To remove an organic solvent from the emulsified dispersion, a
method of gradually raising the temperature of the whole dispersion
to completely remove the organic solvent in the droplet by
vaporizing can be used. Otherwise, a method of spraying the
emulsified dispersion in dry air, completely removing a
water-insoluble organic solvent from the droplet to form toner
particles and removing the water dispersant by vaporizing can also
be used. As the dry air, atmospheric air, nitrogen gas, carbon
dioxide gas, a gaseous body in which a combustion gas is heated,
and particularly various aerial currents heated to have a
temperature not less than a boiling point of the solvent used are
typically used. A spray dryer, a belt dryer and a rotary kiln can
sufficiently remove the organic solvent in a short time.
When the emulsified dispersion is washed and dried while
maintaining a wide particle diameter distribution thereof, the
dispersion can be classified to have a desired particle diameter
distribution.
A cyclone, a decanter, a centrifugal separation, etc. can remove
particles in a dispersion liquid. The powder remaining after the
dispersion liquid is dried can be classified, but the liquid is
preferably classified in terms of efficiency. Unnecessary fine and
coarse particles can be recycled to a kneading process to form
particles. The fine and coarse particles may be wet when
recycled.
The dispersant is preferably removed from the dispersion liquid,
and more preferably removed at the same time when the
above-mentioned classification is performed.

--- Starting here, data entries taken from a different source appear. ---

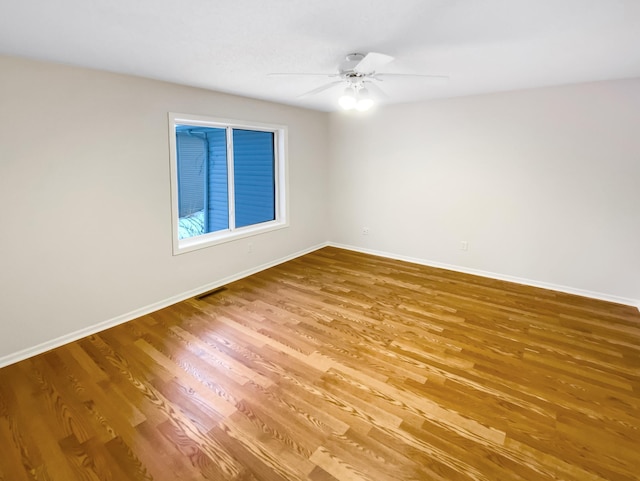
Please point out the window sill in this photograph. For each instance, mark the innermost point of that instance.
(182, 246)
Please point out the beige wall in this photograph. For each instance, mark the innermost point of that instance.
(543, 184)
(84, 189)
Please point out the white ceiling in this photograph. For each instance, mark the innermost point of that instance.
(232, 45)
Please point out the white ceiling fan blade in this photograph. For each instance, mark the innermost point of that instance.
(377, 90)
(294, 74)
(437, 79)
(322, 88)
(372, 61)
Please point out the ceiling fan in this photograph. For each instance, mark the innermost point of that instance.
(357, 72)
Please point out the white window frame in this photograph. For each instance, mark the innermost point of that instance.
(181, 246)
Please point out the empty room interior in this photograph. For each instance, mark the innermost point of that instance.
(322, 240)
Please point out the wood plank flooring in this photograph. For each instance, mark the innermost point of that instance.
(338, 366)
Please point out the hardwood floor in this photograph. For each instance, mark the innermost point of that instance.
(338, 366)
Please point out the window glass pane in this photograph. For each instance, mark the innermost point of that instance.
(201, 154)
(254, 176)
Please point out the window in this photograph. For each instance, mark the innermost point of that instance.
(227, 180)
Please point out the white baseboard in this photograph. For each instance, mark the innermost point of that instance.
(101, 326)
(492, 275)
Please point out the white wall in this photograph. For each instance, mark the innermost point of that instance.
(544, 185)
(84, 188)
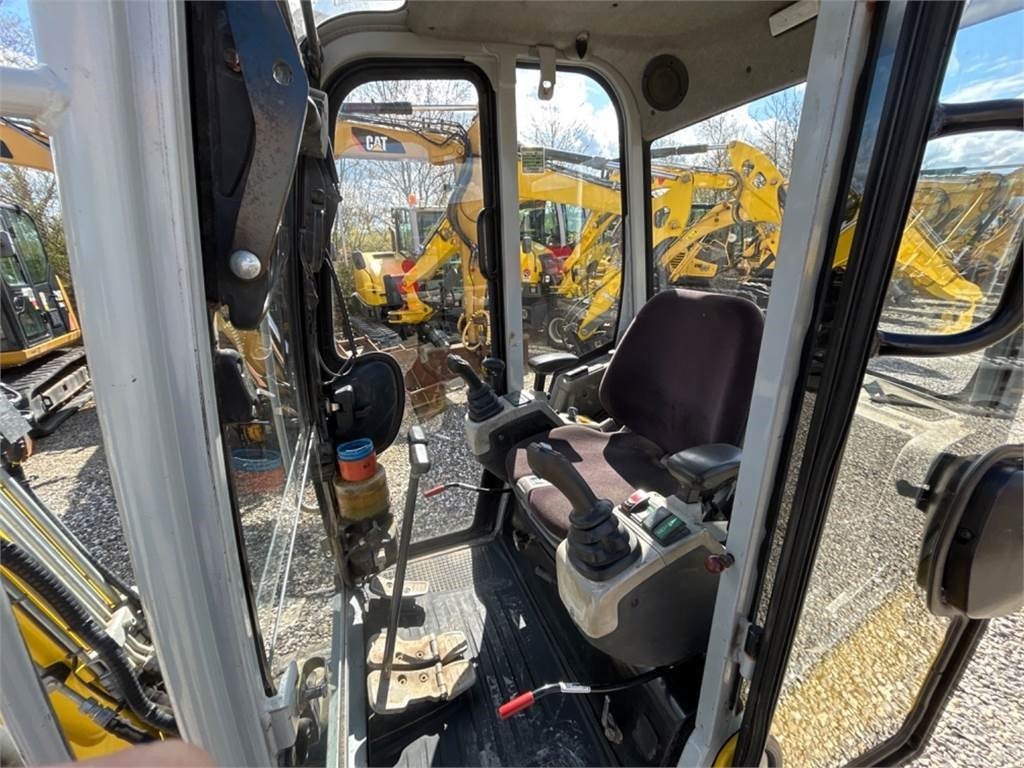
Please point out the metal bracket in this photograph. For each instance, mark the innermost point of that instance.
(745, 652)
(278, 91)
(282, 711)
(546, 86)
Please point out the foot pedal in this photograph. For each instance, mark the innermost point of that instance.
(437, 683)
(385, 588)
(424, 651)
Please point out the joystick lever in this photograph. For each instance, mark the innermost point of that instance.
(482, 401)
(599, 546)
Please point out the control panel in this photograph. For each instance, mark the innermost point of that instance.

Heterogeneous particles such as release agent particles, charge
controlling particles, fluidizing particles and colorant particles
can be mixed with the toner powder after drying. Release of the
heterogeneous particles from composite particles can be prevented
by giving a mechanical stress to a mixed powder to fix and fuse
them on a surface of the composite particles.
Specific methods include a method of applying an impact force on
the mixture with a blade rotating at high-speed, a method of
putting a mixture in a high-speed stream and accelerating the
mixture such that particles thereof collide with each other or
composite particles thereof collide with a collision board, etc.
Specific examples of the apparatus include an ONG MILL from
Hosokawa Micron Corp., a modified I-type mill having a lower
pulverizing air pressure from Nippon Pneumatic Mfg. Co., Ltd., a
hybridization system from Nara Machinery Co., Ltd., a Kryptron
System from Kawasaki Heavy Industries Ltd., an automatic mortar,
etc.
The toner of the present invention can be used for a two-component
developer in which the toner is mixed with a magnetic carrier. A
content of the toner is preferably from 1 to 10 parts by weight per
100 parts by weight of the carrier. Suitable carriers for use in
the two component developer include, but are not limited to, known
carrier materials such as iron powders, ferrite powders, magnetite
powders, and magnetic resin carriers, which have a particle
diameter of from about 20 to about 200 .mu.m. The carrier may be
coated by a resin. Specific examples of such resins to be coated on
the carriers include amino resins such as urea-formaldehyde resins,
melamine resins, benzoguanamine resins, urea resins, and polyamide
resins, and epoxy resins. In addition, vinyl or vinylidene resins
such as acrylic resins, polymethylmethacrylate resins,
polyacrylonitirile resins, polyvinyl acetate resins, polyvinyl
alcohol resins, polyvinyl butyral resins, polystyrene resins,
styrene-acrylic copolymers, halogenated olefin resins such as
polyvinyl chloride resins, polyester resins such as
polyethyleneterephthalate resins and polybutyleneterephthalate
resins, polycarbonate resins, polyethylene resins, polyvinyl
fluoride resins, polyvinylidene fluoride resins,
polytrifluoroethylene resins, polyhexafluoropropylene resins,
vinylidenefluoride-acrylate copolymers,
vinylidenefluoride-vinylfluoride copolymers, copolymers of
tetrafluoroethylene, vinylidenefluoride and other monomers
including no fluorine atom, and silicone resins. An
electroconductive powder may optionally be included in the toner.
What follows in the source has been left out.